= MIT Enterprise Forum =

American nonprofit organization (1978–2021)

From 1978 to 2021 the MIT Enterprise Forum (MITEF) operated chapters in major cities in the U.S. and worldwide. The MIT Enterprise Forum was non-profit organization affiliated with the Massachusetts Institute of Technology (MIT) through MIT Technology Review. The chapters ran a range of events and programs targeted to help early-stage entrepreneurs, promote innovative technology to the general public. In the spring of 2021, MIT Technology Review, the parent and MIT Enterprise Forum, Inc (“Global”) notified the Chapters that MIT Technology Review decided to no longer support the Chapters of the MIT Enterprise Forum. In July 2021, the largest and flagship chapter of the MIT Enterprise Forum; the MIT Enterprise Forum of Cambridge subsequently renamed itself The eForum in order to continue its mission of helping early stage entrepreneurs succeed.

==History==
In 1971, MIT Alumni John Jenkins '43 started the New York Venture Clinic. These events gathered MIT Alumni entrepreneurs monthly to present their business plans for feedback and advice to a large audience of alumni. In 1978, several other MIT Alumni in the Boston area were encouraged by Jenkins to create the first Chapter of the MIT Enterprise Forum, the MIT Enterprise Forum of Cambridge, which opened the group membership up to non-MIT alumni. Their small initial informal gatherings in Cambridge quickly grew to large (250+ attendee), open-to-all events sometimes known as the “10-250s” for the room in which they were held on the MIT Campus. In 1982, Aaron Kleiner '69 and Ray Kurzweil, who were involved with the MIT Enterprise Forum Cambridge, introduced the Startup Clinics, which provided a less intimidating small-group feedback sessions to early-stage startups. Early presenters included Bill Warner '80 founder of Avid Technology. In the late 90's MITEF Cambridge awarded Michael Dell the Edward B. Roberts Award for Distinguished Young Entrepreneurial Leadership

In subsequent years, the success of the New York and Cambridge chapters spawned more chapters of the MIT Enterprise Forum globally. With the mission to help early-stage technology entrepreneurs succeed faster by informing, connecting, and coaching them through relevant, practical workshops, mentoring programs, competitions, and networking events, the MIT Enterprise Forum has helped stimulate the founding and growth of thousands of companies all over the world.

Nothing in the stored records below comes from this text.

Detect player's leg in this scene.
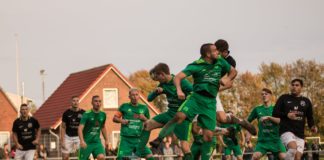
[92,143,106,160]
[174,120,192,160]
[117,136,133,160]
[280,132,297,160]
[62,135,73,160]
[150,94,200,147]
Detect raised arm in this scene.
[173,72,187,100]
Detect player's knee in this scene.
[286,148,297,159]
[97,154,105,160]
[173,112,186,123]
[203,134,213,142]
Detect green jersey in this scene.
[80,110,106,143]
[248,105,280,142]
[182,56,231,97]
[221,124,242,146]
[118,103,150,137]
[147,75,192,112]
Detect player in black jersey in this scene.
[272,79,317,160]
[61,96,85,160]
[12,104,41,160]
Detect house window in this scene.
[112,131,120,148]
[0,131,10,147]
[103,88,118,108]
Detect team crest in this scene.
[300,101,306,107]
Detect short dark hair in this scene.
[262,88,272,94]
[71,96,79,99]
[200,43,214,57]
[215,39,229,52]
[152,63,170,74]
[91,95,100,101]
[20,103,28,109]
[290,78,304,87]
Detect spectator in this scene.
[9,145,16,159]
[312,140,321,160]
[243,141,254,160]
[3,143,9,159]
[162,137,174,160]
[37,144,48,160]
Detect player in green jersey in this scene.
[113,88,154,160]
[143,63,192,159]
[152,43,237,158]
[248,88,286,160]
[219,116,245,160]
[78,95,108,160]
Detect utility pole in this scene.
[15,33,22,106]
[39,69,45,103]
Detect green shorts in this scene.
[79,142,105,160]
[117,136,152,159]
[179,92,216,131]
[254,139,286,156]
[224,145,242,157]
[153,111,192,141]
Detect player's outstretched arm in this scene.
[173,72,187,100]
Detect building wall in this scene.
[80,70,159,148]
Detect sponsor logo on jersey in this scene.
[300,101,306,107]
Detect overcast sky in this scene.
[0,0,324,105]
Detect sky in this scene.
[0,0,324,106]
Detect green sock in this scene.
[136,130,151,154]
[146,157,154,160]
[183,152,193,160]
[201,141,213,160]
[158,121,177,140]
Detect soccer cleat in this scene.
[227,127,238,145]
[231,115,257,136]
[150,138,162,148]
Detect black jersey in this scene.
[62,109,85,137]
[225,55,236,68]
[12,117,39,151]
[272,94,314,139]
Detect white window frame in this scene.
[0,131,11,147]
[103,88,118,109]
[111,131,120,148]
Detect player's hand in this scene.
[121,119,129,125]
[219,77,233,88]
[17,143,23,150]
[260,116,270,123]
[177,90,186,100]
[220,128,229,135]
[32,139,38,145]
[80,141,87,149]
[105,140,109,149]
[138,114,147,121]
[61,141,66,149]
[311,126,318,133]
[155,87,163,94]
[287,112,297,120]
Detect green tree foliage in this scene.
[220,59,324,135]
[129,70,167,111]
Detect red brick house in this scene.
[0,87,18,147]
[34,64,160,155]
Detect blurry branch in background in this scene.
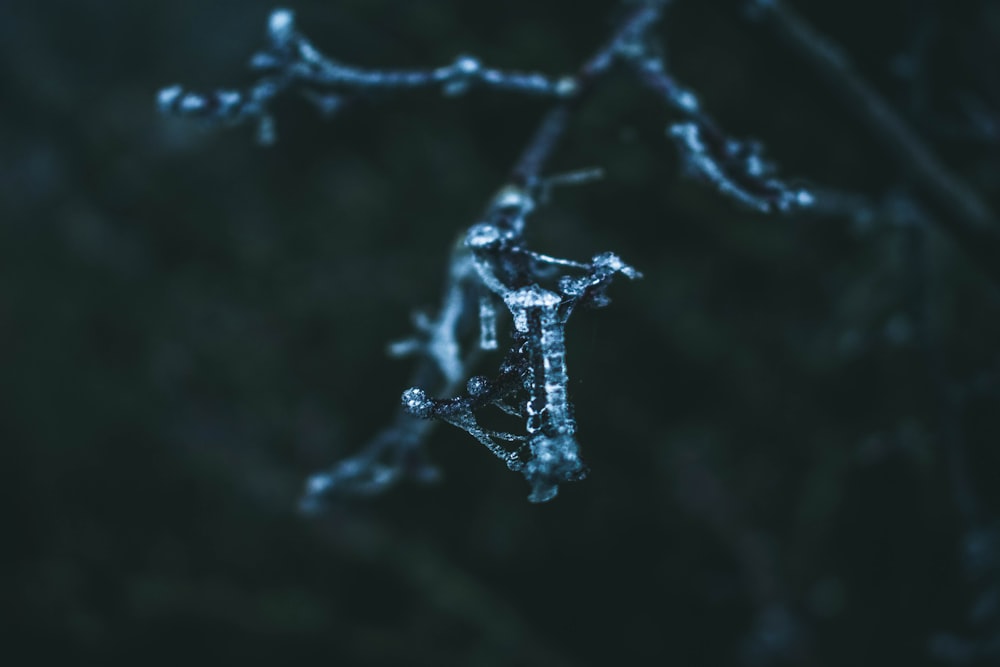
[674,447,819,667]
[749,0,1000,284]
[157,0,812,510]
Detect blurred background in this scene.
[0,0,1000,666]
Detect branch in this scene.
[755,0,1000,283]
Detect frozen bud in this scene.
[465,375,491,397]
[267,9,295,47]
[493,186,534,213]
[403,387,434,419]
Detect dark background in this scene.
[7,0,1000,665]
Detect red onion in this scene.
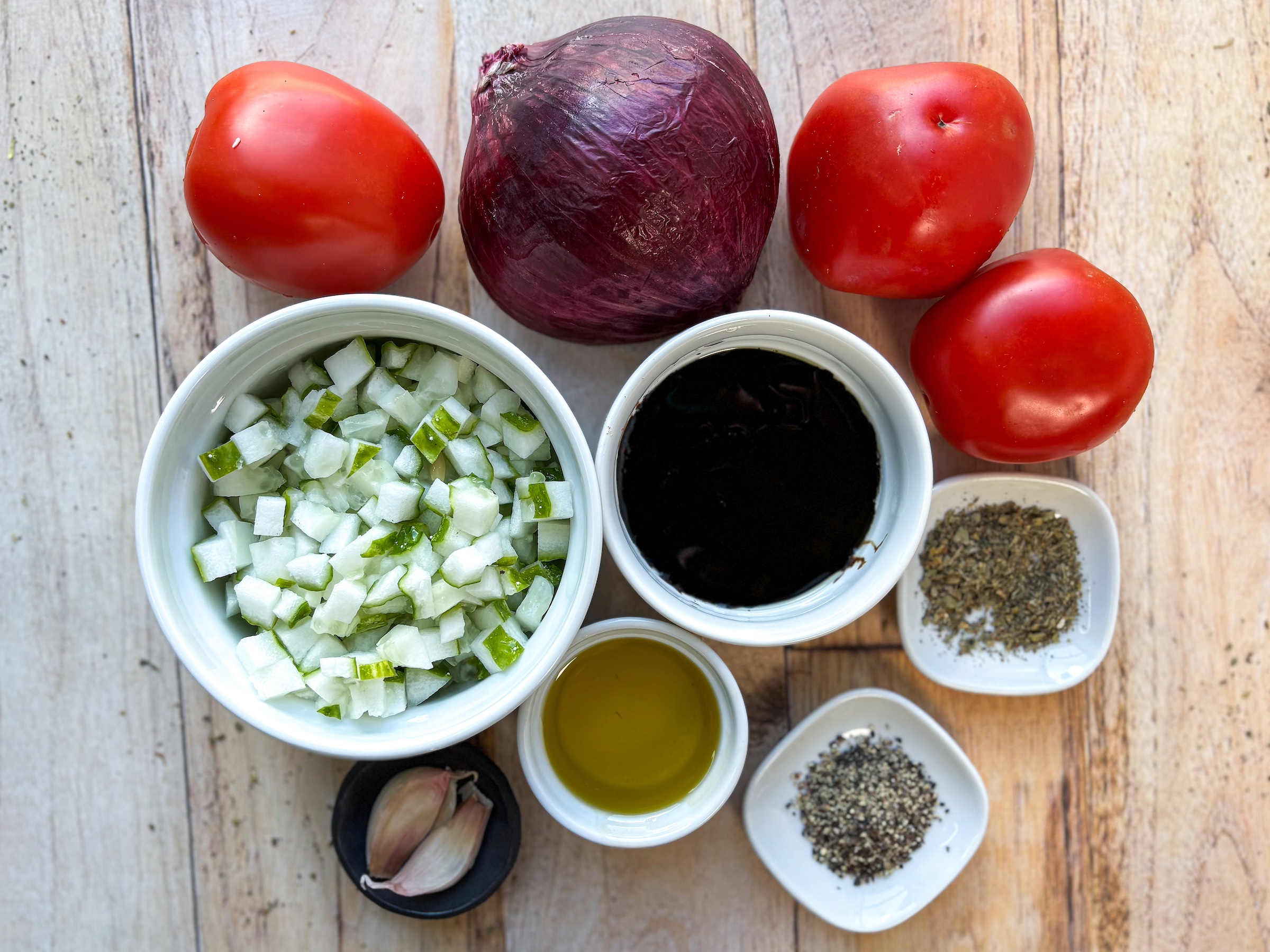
[458,16,780,344]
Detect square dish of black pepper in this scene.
[617,348,882,606]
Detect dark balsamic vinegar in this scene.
[617,349,882,606]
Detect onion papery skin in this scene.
[458,16,780,344]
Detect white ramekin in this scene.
[517,618,749,847]
[136,295,602,759]
[596,311,932,645]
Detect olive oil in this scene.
[542,638,719,813]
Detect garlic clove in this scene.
[366,767,475,878]
[362,783,494,896]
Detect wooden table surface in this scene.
[0,0,1270,952]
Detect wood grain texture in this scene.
[0,3,196,949]
[1062,3,1270,949]
[788,647,1088,952]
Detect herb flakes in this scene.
[921,502,1083,654]
[794,730,939,886]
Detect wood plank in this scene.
[788,647,1087,952]
[455,7,801,949]
[134,0,480,952]
[0,3,194,949]
[1060,0,1270,949]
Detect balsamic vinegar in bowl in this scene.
[616,348,882,607]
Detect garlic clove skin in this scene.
[362,783,494,896]
[366,767,475,878]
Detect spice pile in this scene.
[921,502,1082,654]
[794,731,941,886]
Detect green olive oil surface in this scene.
[542,638,719,813]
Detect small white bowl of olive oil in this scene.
[517,618,749,847]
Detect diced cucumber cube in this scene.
[318,513,362,555]
[471,367,507,404]
[414,352,458,400]
[234,575,282,637]
[198,439,247,484]
[248,657,305,701]
[365,565,406,608]
[232,419,286,466]
[446,437,494,483]
[397,565,434,618]
[432,579,464,617]
[423,480,453,515]
[300,387,339,429]
[432,518,473,559]
[381,387,423,431]
[321,655,357,678]
[471,625,524,674]
[393,444,423,479]
[441,546,489,587]
[298,634,344,672]
[189,534,239,581]
[291,492,340,541]
[380,340,415,371]
[405,667,450,707]
[225,393,269,433]
[305,659,353,708]
[362,367,406,407]
[273,589,312,629]
[216,518,255,569]
[464,565,503,602]
[273,619,320,664]
[203,499,238,532]
[376,625,432,667]
[449,480,498,536]
[376,482,422,523]
[305,431,348,480]
[212,466,287,496]
[339,410,390,443]
[323,337,375,393]
[539,519,573,562]
[520,482,573,521]
[437,606,467,641]
[480,390,521,435]
[515,575,555,631]
[251,496,287,536]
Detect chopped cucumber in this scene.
[190,337,573,718]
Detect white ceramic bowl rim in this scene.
[134,295,602,759]
[596,310,933,645]
[896,472,1120,697]
[517,618,749,847]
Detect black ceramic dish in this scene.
[330,744,521,919]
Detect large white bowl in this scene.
[596,311,932,645]
[744,688,988,932]
[517,618,749,848]
[136,295,602,759]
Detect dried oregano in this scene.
[794,731,940,886]
[921,502,1082,654]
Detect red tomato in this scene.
[788,62,1032,297]
[185,62,444,297]
[909,248,1156,463]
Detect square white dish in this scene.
[895,472,1120,695]
[744,688,988,932]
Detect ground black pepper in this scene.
[617,348,882,606]
[921,502,1082,654]
[794,730,940,886]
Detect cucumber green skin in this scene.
[198,439,242,482]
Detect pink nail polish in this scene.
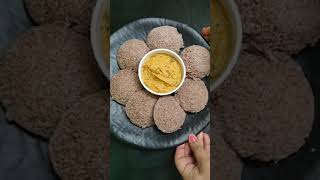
[189,134,197,143]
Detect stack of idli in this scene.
[0,0,109,179]
[110,26,210,133]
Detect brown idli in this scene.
[210,128,243,180]
[117,39,149,71]
[0,24,103,138]
[49,91,109,180]
[214,51,314,161]
[181,45,210,79]
[125,90,158,128]
[153,96,186,133]
[237,0,320,53]
[110,69,142,105]
[147,26,183,53]
[24,0,96,34]
[175,78,209,113]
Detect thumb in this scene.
[189,134,210,172]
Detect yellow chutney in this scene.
[141,53,183,93]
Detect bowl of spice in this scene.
[138,49,186,96]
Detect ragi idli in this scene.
[24,0,96,34]
[181,45,210,79]
[49,91,109,180]
[175,78,209,113]
[213,51,314,161]
[147,26,183,53]
[0,24,103,138]
[237,0,320,53]
[110,69,142,105]
[125,90,158,128]
[117,39,149,70]
[153,96,186,133]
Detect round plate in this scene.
[110,18,210,149]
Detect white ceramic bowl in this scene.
[90,0,109,77]
[210,0,242,91]
[138,49,186,96]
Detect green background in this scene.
[110,0,210,180]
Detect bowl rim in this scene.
[210,0,243,92]
[90,0,110,76]
[138,48,186,96]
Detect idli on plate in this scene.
[49,91,109,180]
[214,51,314,161]
[181,45,210,79]
[110,69,142,105]
[147,26,183,53]
[210,128,243,180]
[153,96,186,133]
[117,39,149,71]
[0,24,103,138]
[236,0,320,53]
[24,0,96,34]
[125,90,158,128]
[175,78,209,113]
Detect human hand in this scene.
[175,132,210,180]
[201,26,210,41]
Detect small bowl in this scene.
[138,49,186,96]
[210,0,242,92]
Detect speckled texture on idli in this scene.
[147,26,183,53]
[181,45,210,79]
[210,128,243,180]
[49,91,109,180]
[153,96,186,133]
[110,69,142,105]
[125,90,158,128]
[214,51,314,161]
[175,78,209,113]
[24,0,96,34]
[117,39,149,71]
[237,0,320,53]
[0,24,102,138]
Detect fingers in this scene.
[202,26,210,41]
[189,133,210,173]
[203,133,210,156]
[174,144,186,173]
[202,26,210,36]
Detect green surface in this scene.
[110,0,210,180]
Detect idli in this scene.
[125,90,158,128]
[49,91,109,180]
[110,69,142,105]
[117,39,149,71]
[24,0,96,34]
[175,78,209,113]
[147,26,183,53]
[0,24,103,138]
[210,128,243,180]
[181,45,210,79]
[214,51,314,161]
[237,0,320,53]
[153,96,186,133]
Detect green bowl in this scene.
[210,0,242,91]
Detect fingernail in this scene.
[189,134,197,143]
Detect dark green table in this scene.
[110,0,210,180]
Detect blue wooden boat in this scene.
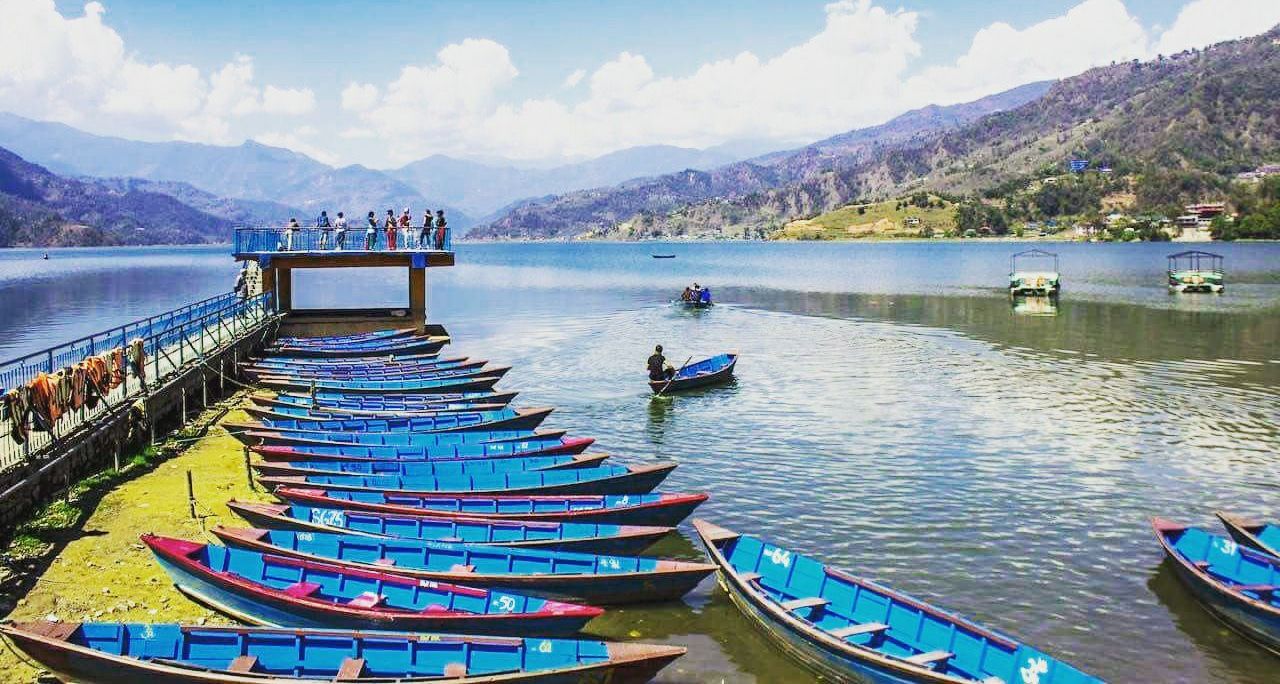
[142,533,604,637]
[243,406,556,433]
[227,423,564,451]
[250,437,595,461]
[649,354,737,395]
[259,368,507,395]
[694,520,1102,684]
[266,337,449,357]
[274,328,417,345]
[259,462,676,494]
[1151,517,1280,655]
[262,391,518,411]
[227,500,675,555]
[0,620,685,684]
[252,453,609,478]
[274,485,708,526]
[214,526,716,605]
[1215,511,1280,558]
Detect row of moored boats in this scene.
[0,330,1280,684]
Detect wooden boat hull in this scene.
[244,406,556,433]
[649,354,737,395]
[252,453,609,476]
[1213,511,1280,558]
[1152,517,1280,655]
[259,464,676,502]
[259,369,502,395]
[274,485,708,526]
[0,623,685,684]
[227,500,675,556]
[694,520,1101,684]
[143,535,603,637]
[250,437,595,462]
[212,526,716,609]
[266,337,449,359]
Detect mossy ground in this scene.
[0,411,270,684]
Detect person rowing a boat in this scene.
[649,345,676,382]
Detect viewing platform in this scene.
[232,227,454,337]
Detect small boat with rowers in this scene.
[1166,250,1224,293]
[227,500,675,555]
[259,462,676,494]
[1213,511,1280,558]
[0,620,685,684]
[649,354,737,395]
[238,406,556,433]
[1009,250,1062,297]
[1151,517,1280,655]
[694,520,1102,684]
[204,526,716,609]
[273,484,708,526]
[142,534,593,637]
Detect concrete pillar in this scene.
[275,269,293,311]
[408,268,426,333]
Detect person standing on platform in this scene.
[383,209,396,251]
[365,211,378,250]
[333,211,347,250]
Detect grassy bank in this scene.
[0,409,269,684]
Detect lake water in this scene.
[0,242,1280,684]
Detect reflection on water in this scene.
[0,243,1280,684]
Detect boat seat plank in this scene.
[781,596,831,612]
[347,592,387,608]
[227,656,257,672]
[334,658,365,681]
[902,651,955,667]
[828,623,888,639]
[284,582,320,598]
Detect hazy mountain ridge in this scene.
[471,83,1048,238]
[0,149,232,247]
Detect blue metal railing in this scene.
[234,225,453,254]
[0,292,275,470]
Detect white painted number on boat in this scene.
[764,548,791,567]
[1018,658,1048,684]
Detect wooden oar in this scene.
[658,354,694,397]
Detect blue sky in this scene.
[10,0,1280,168]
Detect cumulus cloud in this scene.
[1152,0,1280,55]
[0,0,315,142]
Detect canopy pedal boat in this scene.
[1169,250,1224,293]
[1009,250,1062,297]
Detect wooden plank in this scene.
[902,651,955,666]
[227,656,257,672]
[828,623,888,639]
[334,658,365,681]
[780,596,831,612]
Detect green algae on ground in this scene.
[0,411,270,684]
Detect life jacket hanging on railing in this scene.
[129,337,147,389]
[0,386,31,444]
[27,373,63,432]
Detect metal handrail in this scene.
[234,223,453,255]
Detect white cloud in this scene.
[561,69,586,90]
[1152,0,1280,55]
[0,0,315,142]
[342,82,378,111]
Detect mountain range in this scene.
[472,28,1280,238]
[471,82,1050,238]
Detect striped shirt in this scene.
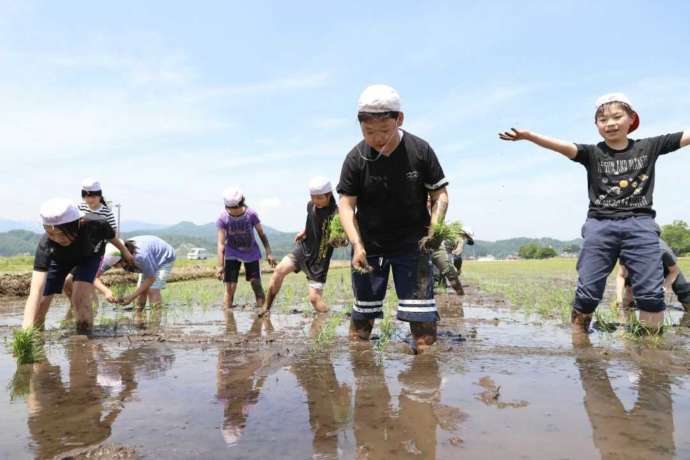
[79,202,117,233]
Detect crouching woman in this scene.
[23,198,134,333]
[96,235,176,308]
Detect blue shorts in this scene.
[352,253,439,322]
[43,254,101,295]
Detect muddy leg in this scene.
[309,286,328,313]
[148,288,162,307]
[71,281,93,334]
[350,319,374,340]
[410,322,436,353]
[259,256,295,316]
[223,283,237,308]
[249,278,266,311]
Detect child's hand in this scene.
[352,244,372,273]
[498,128,529,141]
[295,230,305,243]
[266,254,278,268]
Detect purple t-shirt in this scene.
[216,208,261,262]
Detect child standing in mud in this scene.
[216,187,276,309]
[499,93,690,332]
[260,177,338,315]
[337,85,448,352]
[94,235,176,309]
[64,177,118,304]
[23,198,134,332]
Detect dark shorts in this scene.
[43,254,101,295]
[352,253,439,322]
[223,259,261,283]
[288,245,330,284]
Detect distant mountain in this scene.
[465,237,582,259]
[120,220,167,232]
[0,219,43,233]
[0,220,582,259]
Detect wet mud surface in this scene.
[0,286,690,459]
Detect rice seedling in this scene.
[12,327,45,364]
[429,221,462,248]
[328,214,348,248]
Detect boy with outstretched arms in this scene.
[499,93,690,331]
[337,85,448,352]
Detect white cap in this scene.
[597,93,632,109]
[81,177,103,192]
[41,198,84,225]
[223,187,244,207]
[309,176,333,195]
[101,243,122,272]
[357,85,400,113]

In the spring of 2021, MIT Technology Review, the parent and MIT Enterprise Forum, Inc (“Global”) notified the Chapters that MIT Technology Review decided to no longer support the Chapters of the MIT Enterprise Forum.

The MIT Enterprise Forum of Cambridge renamed itself The eForum in July 2021. The organization remains a 501(c)3 serving early-stage entrepreneurs and the innovation community. As The eForum, they joined as a member of the Martin Trust Center for MIT Entrepreneurship whose mission is to advance knowledge and educate MIT students in innovation-driven entrepreneurship. This partnership allows The eForum to learn from their leadership in the field of entrepreneurship education and share it with the broader global community of innovation-driven entrepreneurs they serve. The MIT Enterprise Forum Central Coast rebranded in July 2021 as VENTECH to build connections with entrepreneurs in technology and beyond throughout the California Central Coast. The MIT Enterprise Forum of New York City closed down and Donated its cash reserves to the MIT Media Lab.